Immunotherapy (Biologic) Treatment
The goal of biologic therapy is to boost a person's own immune system in order to fight off or destroy cancer cells more effectively. Until recently, this was the most common first-line therapy for advanced kidney cancer, and it may still be helpful for some people. But because biologic therapy can be hard to give and can cause serious side effects, many doctors now only use it for cancers that aren't responding to targeted therapies.
The main immunotherapy drugs used in kidney cancer are cytokines (proteins that activate the immune system). The two cytokines most often used are interleukin-2 (IL-2) and interferon-alpha. Both cytokines cause these cancers to shrink to less than half their original size in about 10% to 20% of patients. Patients who respond to IL-2 tend to have lasting responses. IL-2 is the only therapy that appears to result in long-lasting responses, although only a small percentage of patients respond. A cancer has certain characteristics that may help predict if IL-2 will be helpful, and more studies are being done to see which characteristics are most helpful.

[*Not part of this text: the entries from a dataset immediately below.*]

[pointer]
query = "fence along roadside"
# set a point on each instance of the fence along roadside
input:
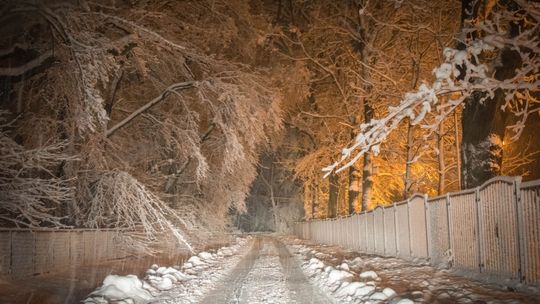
(492, 230)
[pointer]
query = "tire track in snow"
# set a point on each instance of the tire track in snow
(267, 274)
(230, 287)
(301, 290)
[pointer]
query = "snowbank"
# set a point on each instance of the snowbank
(339, 282)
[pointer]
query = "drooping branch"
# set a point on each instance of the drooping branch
(26, 67)
(173, 88)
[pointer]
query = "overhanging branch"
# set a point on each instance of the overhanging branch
(153, 102)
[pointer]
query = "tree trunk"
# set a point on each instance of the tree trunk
(314, 198)
(458, 152)
(332, 197)
(484, 123)
(354, 180)
(407, 179)
(354, 188)
(367, 182)
(440, 158)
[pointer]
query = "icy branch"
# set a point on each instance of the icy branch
(461, 74)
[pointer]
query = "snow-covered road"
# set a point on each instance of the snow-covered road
(271, 269)
(267, 274)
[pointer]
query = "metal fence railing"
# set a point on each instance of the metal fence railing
(493, 230)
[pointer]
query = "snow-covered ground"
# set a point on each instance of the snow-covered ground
(350, 277)
(178, 284)
(270, 269)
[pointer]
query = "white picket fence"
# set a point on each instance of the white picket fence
(492, 230)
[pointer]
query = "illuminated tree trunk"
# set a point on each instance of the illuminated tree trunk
(407, 180)
(440, 158)
(367, 182)
(354, 181)
(458, 151)
(354, 187)
(314, 199)
(483, 122)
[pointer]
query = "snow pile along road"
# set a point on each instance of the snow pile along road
(342, 282)
(196, 275)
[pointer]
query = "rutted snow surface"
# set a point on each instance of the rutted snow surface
(265, 283)
(262, 270)
(391, 280)
(186, 284)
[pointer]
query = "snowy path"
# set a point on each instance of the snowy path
(267, 274)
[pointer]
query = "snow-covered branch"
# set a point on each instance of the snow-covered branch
(463, 73)
(29, 193)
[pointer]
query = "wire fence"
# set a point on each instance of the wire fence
(25, 252)
(492, 230)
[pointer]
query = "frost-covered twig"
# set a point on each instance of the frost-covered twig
(29, 193)
(458, 77)
(117, 199)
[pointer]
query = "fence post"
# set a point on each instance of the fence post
(396, 234)
(428, 247)
(10, 269)
(478, 226)
(365, 233)
(384, 231)
(409, 224)
(520, 237)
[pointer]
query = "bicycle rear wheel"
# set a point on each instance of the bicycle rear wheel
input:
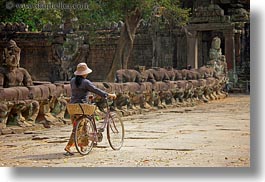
(84, 135)
(115, 131)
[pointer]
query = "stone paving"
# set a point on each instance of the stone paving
(216, 134)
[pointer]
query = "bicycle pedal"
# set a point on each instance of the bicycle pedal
(100, 130)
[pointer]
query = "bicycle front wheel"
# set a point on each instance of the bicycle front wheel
(115, 131)
(84, 135)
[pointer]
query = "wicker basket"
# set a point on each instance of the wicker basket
(76, 109)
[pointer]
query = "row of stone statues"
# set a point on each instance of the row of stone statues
(25, 102)
(13, 27)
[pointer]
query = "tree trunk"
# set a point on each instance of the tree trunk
(125, 44)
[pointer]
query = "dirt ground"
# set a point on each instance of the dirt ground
(216, 134)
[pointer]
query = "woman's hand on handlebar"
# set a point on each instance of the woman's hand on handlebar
(112, 96)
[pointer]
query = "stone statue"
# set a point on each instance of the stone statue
(11, 74)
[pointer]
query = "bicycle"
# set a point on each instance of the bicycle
(86, 133)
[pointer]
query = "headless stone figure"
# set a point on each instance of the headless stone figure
(11, 75)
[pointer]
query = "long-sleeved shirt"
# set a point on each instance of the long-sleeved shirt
(80, 94)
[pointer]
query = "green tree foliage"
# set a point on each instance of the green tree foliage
(96, 13)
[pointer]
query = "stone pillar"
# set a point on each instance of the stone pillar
(230, 54)
(192, 52)
(229, 49)
(238, 47)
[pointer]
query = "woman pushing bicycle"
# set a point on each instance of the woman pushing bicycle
(80, 87)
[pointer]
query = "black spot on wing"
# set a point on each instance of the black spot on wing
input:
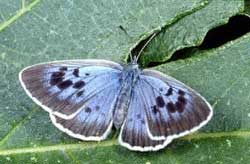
(182, 100)
(170, 91)
(180, 104)
(54, 81)
(65, 84)
(57, 74)
(79, 84)
(97, 107)
(88, 110)
(160, 101)
(79, 93)
(171, 107)
(155, 109)
(63, 68)
(56, 77)
(181, 92)
(76, 72)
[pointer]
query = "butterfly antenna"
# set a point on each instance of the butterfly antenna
(149, 40)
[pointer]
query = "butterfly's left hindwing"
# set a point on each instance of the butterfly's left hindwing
(134, 134)
(172, 108)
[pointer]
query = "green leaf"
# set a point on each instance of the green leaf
(247, 7)
(38, 31)
(191, 30)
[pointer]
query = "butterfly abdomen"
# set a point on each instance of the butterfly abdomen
(129, 79)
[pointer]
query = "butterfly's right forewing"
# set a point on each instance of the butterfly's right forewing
(64, 87)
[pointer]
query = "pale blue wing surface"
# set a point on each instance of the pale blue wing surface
(172, 108)
(95, 120)
(63, 87)
(134, 134)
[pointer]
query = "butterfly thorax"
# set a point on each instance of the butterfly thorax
(129, 77)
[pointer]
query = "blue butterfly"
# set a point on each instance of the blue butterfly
(86, 98)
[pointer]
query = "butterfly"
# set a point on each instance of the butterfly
(86, 98)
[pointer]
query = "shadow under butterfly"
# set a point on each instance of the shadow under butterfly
(86, 98)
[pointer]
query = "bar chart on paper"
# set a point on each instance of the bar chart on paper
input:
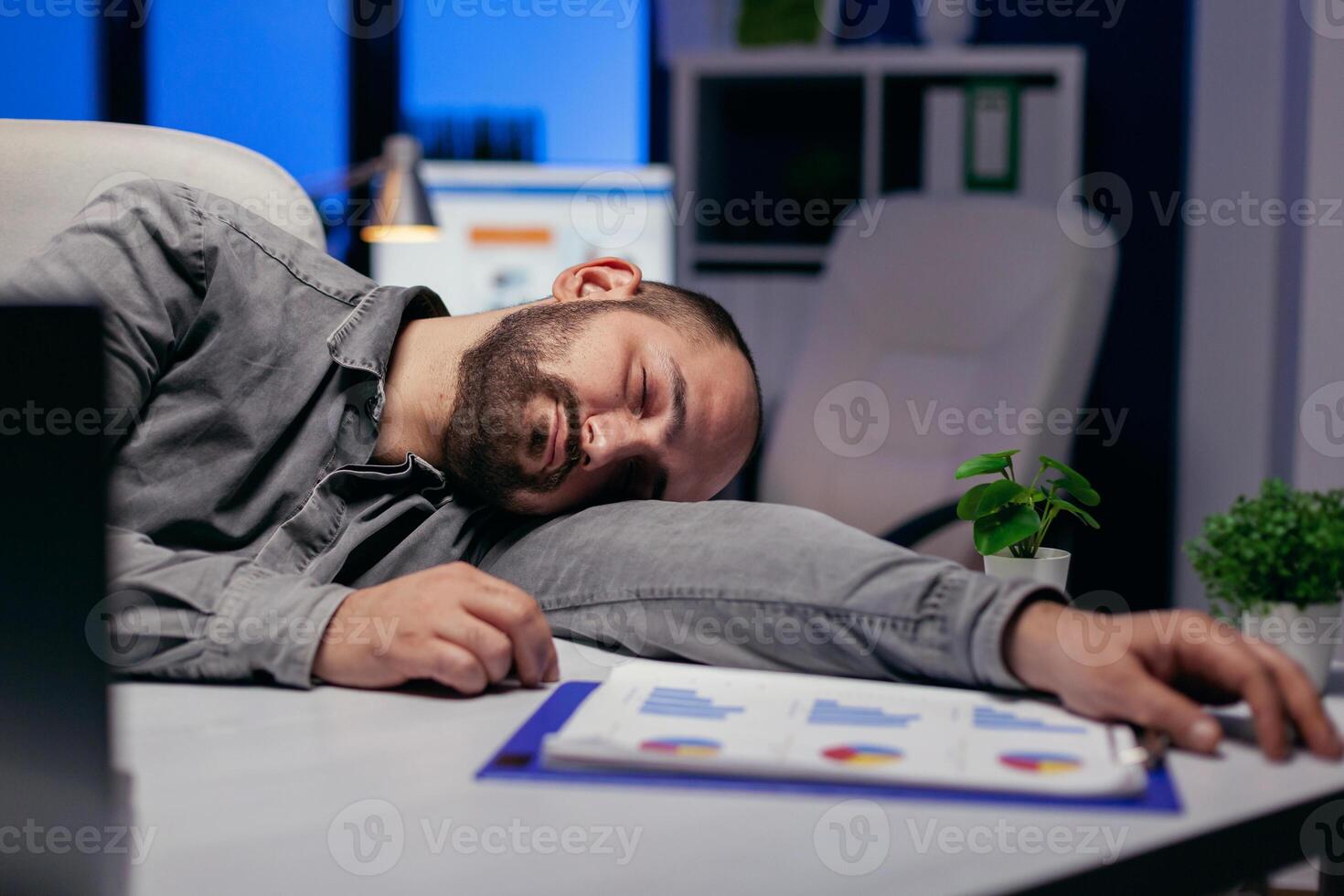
(726, 721)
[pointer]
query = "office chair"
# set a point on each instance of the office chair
(51, 169)
(969, 304)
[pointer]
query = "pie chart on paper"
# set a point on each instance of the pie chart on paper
(1040, 763)
(863, 753)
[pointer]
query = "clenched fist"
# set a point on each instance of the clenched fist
(452, 624)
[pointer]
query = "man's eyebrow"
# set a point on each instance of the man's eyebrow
(677, 423)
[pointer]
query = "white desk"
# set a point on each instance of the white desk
(240, 786)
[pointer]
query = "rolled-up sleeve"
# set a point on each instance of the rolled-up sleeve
(174, 613)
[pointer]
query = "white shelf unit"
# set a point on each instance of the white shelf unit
(1049, 136)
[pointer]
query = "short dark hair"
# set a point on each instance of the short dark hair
(697, 314)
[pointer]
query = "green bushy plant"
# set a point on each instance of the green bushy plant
(1280, 547)
(1015, 516)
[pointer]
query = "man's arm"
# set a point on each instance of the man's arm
(775, 587)
(1156, 669)
(186, 614)
(142, 251)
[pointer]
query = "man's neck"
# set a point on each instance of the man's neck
(422, 384)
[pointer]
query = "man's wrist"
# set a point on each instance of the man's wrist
(1031, 638)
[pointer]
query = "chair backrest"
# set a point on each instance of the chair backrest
(51, 169)
(955, 328)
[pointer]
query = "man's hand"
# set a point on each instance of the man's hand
(452, 624)
(1152, 667)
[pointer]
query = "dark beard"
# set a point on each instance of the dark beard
(497, 378)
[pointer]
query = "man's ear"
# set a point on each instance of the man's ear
(598, 278)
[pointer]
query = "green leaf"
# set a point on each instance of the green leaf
(997, 495)
(981, 465)
(1077, 511)
(1011, 524)
(969, 501)
(1070, 473)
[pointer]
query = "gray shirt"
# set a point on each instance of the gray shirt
(245, 507)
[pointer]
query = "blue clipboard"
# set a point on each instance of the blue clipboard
(520, 759)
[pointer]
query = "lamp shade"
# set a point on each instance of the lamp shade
(400, 205)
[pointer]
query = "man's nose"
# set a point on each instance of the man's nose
(609, 438)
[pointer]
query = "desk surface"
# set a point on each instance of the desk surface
(251, 790)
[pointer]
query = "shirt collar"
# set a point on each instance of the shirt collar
(365, 338)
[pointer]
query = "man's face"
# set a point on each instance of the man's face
(571, 404)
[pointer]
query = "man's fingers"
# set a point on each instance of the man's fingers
(492, 647)
(1304, 706)
(517, 614)
(446, 664)
(1152, 704)
(1232, 664)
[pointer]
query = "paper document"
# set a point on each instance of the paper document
(729, 721)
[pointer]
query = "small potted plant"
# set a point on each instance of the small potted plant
(1275, 563)
(1011, 518)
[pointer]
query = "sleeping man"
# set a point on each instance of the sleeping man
(334, 481)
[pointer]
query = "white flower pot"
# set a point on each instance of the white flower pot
(1307, 635)
(945, 23)
(1050, 566)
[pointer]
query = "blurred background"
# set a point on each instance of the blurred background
(1100, 229)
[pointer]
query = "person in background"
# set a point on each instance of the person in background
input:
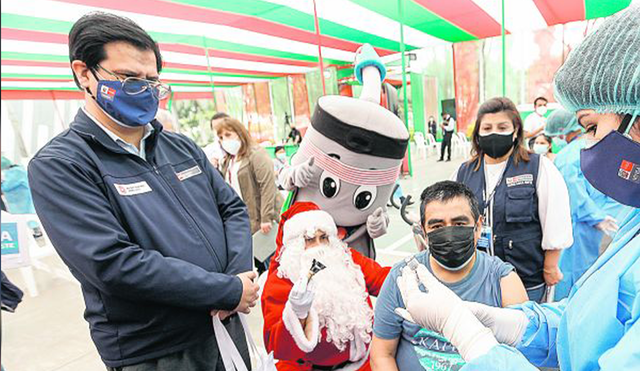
(541, 144)
(523, 198)
(316, 301)
(156, 238)
(451, 220)
(448, 126)
(248, 168)
(167, 120)
(597, 326)
(280, 160)
(213, 150)
(432, 125)
(279, 163)
(536, 121)
(294, 136)
(594, 215)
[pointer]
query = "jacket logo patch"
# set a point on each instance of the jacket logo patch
(132, 189)
(186, 174)
(520, 180)
(629, 171)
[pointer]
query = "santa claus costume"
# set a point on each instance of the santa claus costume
(337, 330)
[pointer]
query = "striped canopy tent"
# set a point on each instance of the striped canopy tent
(256, 40)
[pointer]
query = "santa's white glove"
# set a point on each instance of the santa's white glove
(298, 176)
(301, 297)
(507, 325)
(442, 311)
(377, 223)
(609, 225)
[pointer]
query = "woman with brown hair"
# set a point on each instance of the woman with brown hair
(523, 198)
(249, 170)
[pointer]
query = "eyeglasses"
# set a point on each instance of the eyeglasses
(135, 85)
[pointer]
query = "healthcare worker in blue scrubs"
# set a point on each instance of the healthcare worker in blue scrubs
(592, 213)
(597, 326)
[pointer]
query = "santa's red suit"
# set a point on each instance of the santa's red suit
(283, 333)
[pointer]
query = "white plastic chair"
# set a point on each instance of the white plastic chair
(421, 146)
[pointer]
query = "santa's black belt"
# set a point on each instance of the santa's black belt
(330, 368)
(357, 139)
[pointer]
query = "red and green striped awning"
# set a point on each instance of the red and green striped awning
(256, 40)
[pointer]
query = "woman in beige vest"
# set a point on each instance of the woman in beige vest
(248, 168)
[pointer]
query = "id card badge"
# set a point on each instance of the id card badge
(484, 242)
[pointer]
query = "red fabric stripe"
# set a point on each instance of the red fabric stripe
(211, 16)
(42, 95)
(466, 15)
(195, 50)
(557, 12)
(7, 62)
(37, 36)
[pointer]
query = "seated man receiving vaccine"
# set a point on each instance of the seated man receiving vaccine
(452, 223)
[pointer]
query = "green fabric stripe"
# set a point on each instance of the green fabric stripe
(419, 18)
(70, 77)
(34, 57)
(44, 25)
(294, 18)
(600, 8)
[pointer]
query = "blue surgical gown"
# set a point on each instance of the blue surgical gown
(595, 328)
(588, 208)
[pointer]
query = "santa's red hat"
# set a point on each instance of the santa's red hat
(302, 218)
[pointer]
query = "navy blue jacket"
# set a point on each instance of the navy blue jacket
(155, 244)
(517, 232)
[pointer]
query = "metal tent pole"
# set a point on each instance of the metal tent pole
(315, 17)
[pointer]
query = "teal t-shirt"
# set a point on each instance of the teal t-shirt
(422, 349)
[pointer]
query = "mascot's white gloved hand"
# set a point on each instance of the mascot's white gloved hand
(377, 223)
(507, 325)
(298, 176)
(609, 225)
(441, 310)
(301, 297)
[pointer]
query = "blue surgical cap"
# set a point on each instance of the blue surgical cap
(603, 73)
(561, 122)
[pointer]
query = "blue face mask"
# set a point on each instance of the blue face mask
(612, 166)
(128, 110)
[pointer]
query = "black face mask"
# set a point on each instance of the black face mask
(452, 247)
(496, 145)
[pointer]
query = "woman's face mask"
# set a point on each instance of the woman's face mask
(612, 165)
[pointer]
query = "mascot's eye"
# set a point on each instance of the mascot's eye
(329, 185)
(364, 197)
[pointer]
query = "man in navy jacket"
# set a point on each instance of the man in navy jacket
(156, 238)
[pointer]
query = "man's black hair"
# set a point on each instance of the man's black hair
(219, 115)
(94, 30)
(535, 101)
(445, 191)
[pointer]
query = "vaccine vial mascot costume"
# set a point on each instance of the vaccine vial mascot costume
(350, 158)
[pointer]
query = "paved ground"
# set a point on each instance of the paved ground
(48, 332)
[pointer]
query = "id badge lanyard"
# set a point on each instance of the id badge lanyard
(486, 239)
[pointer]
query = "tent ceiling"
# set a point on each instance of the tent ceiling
(256, 40)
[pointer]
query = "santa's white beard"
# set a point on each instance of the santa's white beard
(340, 295)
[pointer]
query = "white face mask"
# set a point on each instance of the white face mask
(231, 146)
(540, 149)
(542, 110)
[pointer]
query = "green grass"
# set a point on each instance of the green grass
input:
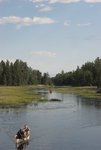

- Candidacy: Patients with advanced kidney cancer or cancers that aren't responding to other targeted therapies may be candidates for this type of treatment.
Tyrosine Kinase Inhibitors (Inhibitor Therapy)
A tyrosine-kinase inhibitor (TKI) is a pharmaceutical drug designed to inhibit cancer growth. TKI's block chemical messengers which in turn stops cancer cells from growing and dividing.
- Candidacy: Patients with advanced kidney cancer or cancers that aren't candidates for surgery and/or are not responding to other targeted therapies may be candidates for this type of treatment.